When we first watched Tomm Moore’s The Secret of Kells together, my kids were enthralled. We went online after the movie ended and looked at the images of the real Book of Kells. We printed up some coloring pages based on the book and displayed them in the house after we colored them in.
This year Song of the Sea—the second film by Tomm Moore—arrived in theaters. We went to go see it as a family. Afterwards I discovered that the Cartoon Art Museum here in San Francisco was having an exhibit of original work from both movies. We got a museum pass through our local library and went on a visit. Being able to see the drawings and concept sketches that went into the animation of these two movies was very interesting to our two oldest; our four-year-old just used the opportunity to run as fast as he could around the gallery.
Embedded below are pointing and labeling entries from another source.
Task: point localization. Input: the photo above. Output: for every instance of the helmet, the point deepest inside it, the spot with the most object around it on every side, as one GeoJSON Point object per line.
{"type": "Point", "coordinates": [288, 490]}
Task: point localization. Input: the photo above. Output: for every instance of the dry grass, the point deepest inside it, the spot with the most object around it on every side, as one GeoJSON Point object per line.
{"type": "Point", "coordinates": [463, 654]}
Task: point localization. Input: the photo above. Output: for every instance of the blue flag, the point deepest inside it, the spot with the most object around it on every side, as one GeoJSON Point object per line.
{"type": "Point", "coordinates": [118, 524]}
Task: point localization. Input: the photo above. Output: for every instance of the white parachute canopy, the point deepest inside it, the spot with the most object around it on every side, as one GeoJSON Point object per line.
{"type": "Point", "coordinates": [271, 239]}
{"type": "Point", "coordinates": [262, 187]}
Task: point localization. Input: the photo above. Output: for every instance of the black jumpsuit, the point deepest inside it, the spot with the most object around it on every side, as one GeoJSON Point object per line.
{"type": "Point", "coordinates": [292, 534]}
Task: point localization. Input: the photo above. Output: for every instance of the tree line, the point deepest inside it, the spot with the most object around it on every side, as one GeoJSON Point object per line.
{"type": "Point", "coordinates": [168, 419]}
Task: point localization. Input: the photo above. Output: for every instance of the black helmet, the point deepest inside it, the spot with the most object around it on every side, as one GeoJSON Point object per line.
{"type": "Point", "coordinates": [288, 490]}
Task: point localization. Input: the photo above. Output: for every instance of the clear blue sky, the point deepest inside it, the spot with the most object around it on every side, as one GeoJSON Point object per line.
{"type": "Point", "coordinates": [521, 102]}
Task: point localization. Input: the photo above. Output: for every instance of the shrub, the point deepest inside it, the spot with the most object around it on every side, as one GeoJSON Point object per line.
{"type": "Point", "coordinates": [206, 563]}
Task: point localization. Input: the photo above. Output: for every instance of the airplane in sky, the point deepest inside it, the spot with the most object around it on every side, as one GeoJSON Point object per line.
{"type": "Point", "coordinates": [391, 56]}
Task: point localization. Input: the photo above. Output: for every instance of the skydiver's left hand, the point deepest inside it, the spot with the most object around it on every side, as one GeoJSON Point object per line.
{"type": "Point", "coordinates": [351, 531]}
You can’t reach everyone!
Another favorite movie around our house is The Kid by Charlie Chaplin. Even after seeing it multiple times, the kids will still laugh uproariously at the slapstick and get righteously outraged when the antagonists try to separate the Tramp from his adopted son. From this introduction to silent film, we’ve also watched Buster Keaton and Harold Lloyd shorts.
Watching Star Wars occasioned a talk about the musical score. We went exploring into the musical influences on John Williams, listening to Holst’s Planets, Dvorak, and others. Watching Ray Harryhausen’s Jason and the Argonauts led to making some brief stop-motion movies using an app on my phone. Winnie the Pooh cartoons led them to discover the original stories. Lost in Space led us to a local gallery where an artist makes interactive robots from discarded metal, and then back home to make our own bots from cans. Reading Zita the Spacegirl inspired them to try writing their own comic book stories.
In an age when we’re nearly always in reach of a device that can call up nearly every bit of culture you can imagine at any time, it’s easy to put this to use in exploration of art. An appearance of Beethoven on Peg + Cat led to listening to a sonata and a symphony. An episode of Doctor Who featuring Vincent Van Gogh was supplemented by a look at his greatest works. Watching The Miracle Maker, about the life of Christ, led to looking at some different ways artists have depicted Christ over the centuries.
Our adventures in art have resulted in differing interests. My oldest son is fascinated with filmmaking and cheesy old monster movies, and spends a lot of time drawing up plans for his (as yet unmade) movies. My daughter is already quite good with the visual arts, but is also very interested in reading and classical music. Our youngest son is still figuring out his own interests, but will sit and draw or listen to his older siblings read.
If I were asked for a set of four basic guidelines for introducing small children to art, here’s what they would be:
- Be genuinely enthusiastic. Don’t introduce your kids to art you aren’t interested in yourself. Always accompany them with the art: sit and watch and listen, ask questions, look, discuss. It would be a rare child who gets excited by being plopped down in front of some art and left on his own.
- Create things. It doesn’t matter if you’re no artistic genius. Make a painting or play some music or film a little movie. Kids love to be able to have a concrete example of something they did, and it makes the art that inspired your project become that much more real in their minds.
- Follow up on interests. If one kid is inspired by seeing a sculpture to want to dig into some clay, make it happen. If another gets excited by seeing a Van Gogh painting, get a book of his art out from the library. Expanding their artistic world will probably expand yours as well!
- Recognize differing tastes. You can’t force someone to like something. If a kid doesn’t “get” a piece of art or actively dislikes it, leave it alone. Their artistic sensibility may change to be receptive at some point, but trying to force them to enjoy something is a recipe for future association of that art with unpleasant memories. Stick with what they respond positively to.
My kids are still young and we’ve got a long way to go until adulthood. Along with equipping them with moral awareness, academic skills, and practical knowledge, an appreciation and understanding of art is something we hope to pass along. It is an essential facet of a fully rounded education.